Data protection meets SaaS

One of the drivers of the accelerated use of cloud services is the trend of organisations consuming apps as a service. The ongoing explosion in Software as a Service (SaaS) changes the dynamic of how organisations protect data. One such nuance is the danger of IT admins assuming that SaaS apps are equipped with native backup and recovery solutions that meet the standards of a Modern Data Protection strategy. A good example of where such an assumption can prove costly is when using Microsoft O365. While in-built data protection capabilities can give businesses a certain amount of reassurance that most O365 data is backed up and protected, the only way to gain true peace of mind is via a third-party backup solution.

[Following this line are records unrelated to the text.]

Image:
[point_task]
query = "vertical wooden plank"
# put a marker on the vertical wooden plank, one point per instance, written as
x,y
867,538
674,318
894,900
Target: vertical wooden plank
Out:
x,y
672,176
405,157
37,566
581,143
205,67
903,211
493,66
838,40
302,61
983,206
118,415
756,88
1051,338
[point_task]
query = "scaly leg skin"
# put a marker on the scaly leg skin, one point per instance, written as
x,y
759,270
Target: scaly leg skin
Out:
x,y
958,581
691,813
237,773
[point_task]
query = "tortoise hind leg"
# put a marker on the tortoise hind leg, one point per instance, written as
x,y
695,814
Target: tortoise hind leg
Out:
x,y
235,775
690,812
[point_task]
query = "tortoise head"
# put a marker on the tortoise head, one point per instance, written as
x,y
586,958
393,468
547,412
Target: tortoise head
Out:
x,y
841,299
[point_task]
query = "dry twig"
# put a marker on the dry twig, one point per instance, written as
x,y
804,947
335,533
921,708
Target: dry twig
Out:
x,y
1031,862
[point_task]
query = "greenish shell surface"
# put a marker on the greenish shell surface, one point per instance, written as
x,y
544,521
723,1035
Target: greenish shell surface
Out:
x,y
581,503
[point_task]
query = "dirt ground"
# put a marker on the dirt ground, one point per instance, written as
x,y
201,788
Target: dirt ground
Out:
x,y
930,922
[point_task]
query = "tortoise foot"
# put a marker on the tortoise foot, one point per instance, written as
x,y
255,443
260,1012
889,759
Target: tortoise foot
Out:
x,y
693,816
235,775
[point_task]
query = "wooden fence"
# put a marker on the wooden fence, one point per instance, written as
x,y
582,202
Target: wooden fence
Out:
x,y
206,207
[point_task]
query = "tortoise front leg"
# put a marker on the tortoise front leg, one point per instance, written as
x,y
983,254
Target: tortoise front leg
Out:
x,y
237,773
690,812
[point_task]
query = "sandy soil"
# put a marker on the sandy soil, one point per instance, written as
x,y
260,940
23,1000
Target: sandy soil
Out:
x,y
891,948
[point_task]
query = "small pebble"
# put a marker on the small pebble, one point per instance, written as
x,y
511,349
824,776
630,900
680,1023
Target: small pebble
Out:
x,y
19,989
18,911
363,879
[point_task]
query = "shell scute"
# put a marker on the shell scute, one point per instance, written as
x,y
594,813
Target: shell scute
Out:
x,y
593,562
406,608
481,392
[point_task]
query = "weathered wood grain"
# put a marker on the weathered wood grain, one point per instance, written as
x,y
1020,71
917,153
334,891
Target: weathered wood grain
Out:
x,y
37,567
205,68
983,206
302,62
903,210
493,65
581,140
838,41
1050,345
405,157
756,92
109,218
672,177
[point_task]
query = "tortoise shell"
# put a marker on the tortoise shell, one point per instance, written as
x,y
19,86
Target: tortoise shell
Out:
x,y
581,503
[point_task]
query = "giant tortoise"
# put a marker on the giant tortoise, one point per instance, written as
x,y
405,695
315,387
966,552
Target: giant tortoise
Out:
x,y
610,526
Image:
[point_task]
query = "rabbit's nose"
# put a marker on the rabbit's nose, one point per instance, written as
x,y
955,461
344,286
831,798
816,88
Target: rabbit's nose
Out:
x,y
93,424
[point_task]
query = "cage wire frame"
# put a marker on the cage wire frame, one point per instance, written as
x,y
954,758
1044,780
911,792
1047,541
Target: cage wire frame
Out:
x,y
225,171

Protecting SaaS data beyond built-in backup and recovery functions is imperative given that 42% of UK organisations reported accidental deletion, overwrite of data, or data corruption as a primary cause of IT outages.

The second impact the move to SaaS is having on data protection strategies is the sheer increase in data that needs to be protected. Data volumes are increasing all the time and cloud acceleration only facilitates this trend

further. To stop the gap widening further, businesses need scalable data protection solutions which provide the capacity to keep pace with rising volumes of data and apps. The answer to this is cloud-based backup and data protection. Two thirds of UK businesses currently use cloud services as part of their data protection strategy, and this will rise in the next 12 months. Furthermore, the ability to protect cloud-hosted workloads is considered the most important buying factor for enterprise data protection in 2022 by IT and business leaders. To summarise, organisations are using more cloud, they understand that they need to protect cloud data, and plan to deploy cloud-based data protection measures such as Backup as a Service (BaaS) and Disaster Recovery as a Service (DRaaS) to protect it.

Returning to the central question: are data protection budgets rising enough? The diplomatic answer is that there is currently a lot of ground to make up. The exponential rise in data volumes means there’s more data to protect while increasing platform diversity means data protection strategies are gaining in complexity. It is likely that data protection budgets continue to outpace general IT spending as businesses gradually look to close that gap between how much data they can afford to lose and how much data they can adequately protect. Of course, spending more isn’t the only answer. Modern Data Protection solutions leverage cloud-based backup and recovery will improve the economics of protecting data at scale – meaning businesses can back up more for less. So, organisations are best advised to work with an expert partner to devise a Modern Data Protection strategy that delivers the business continuity solution within an appropriate budget.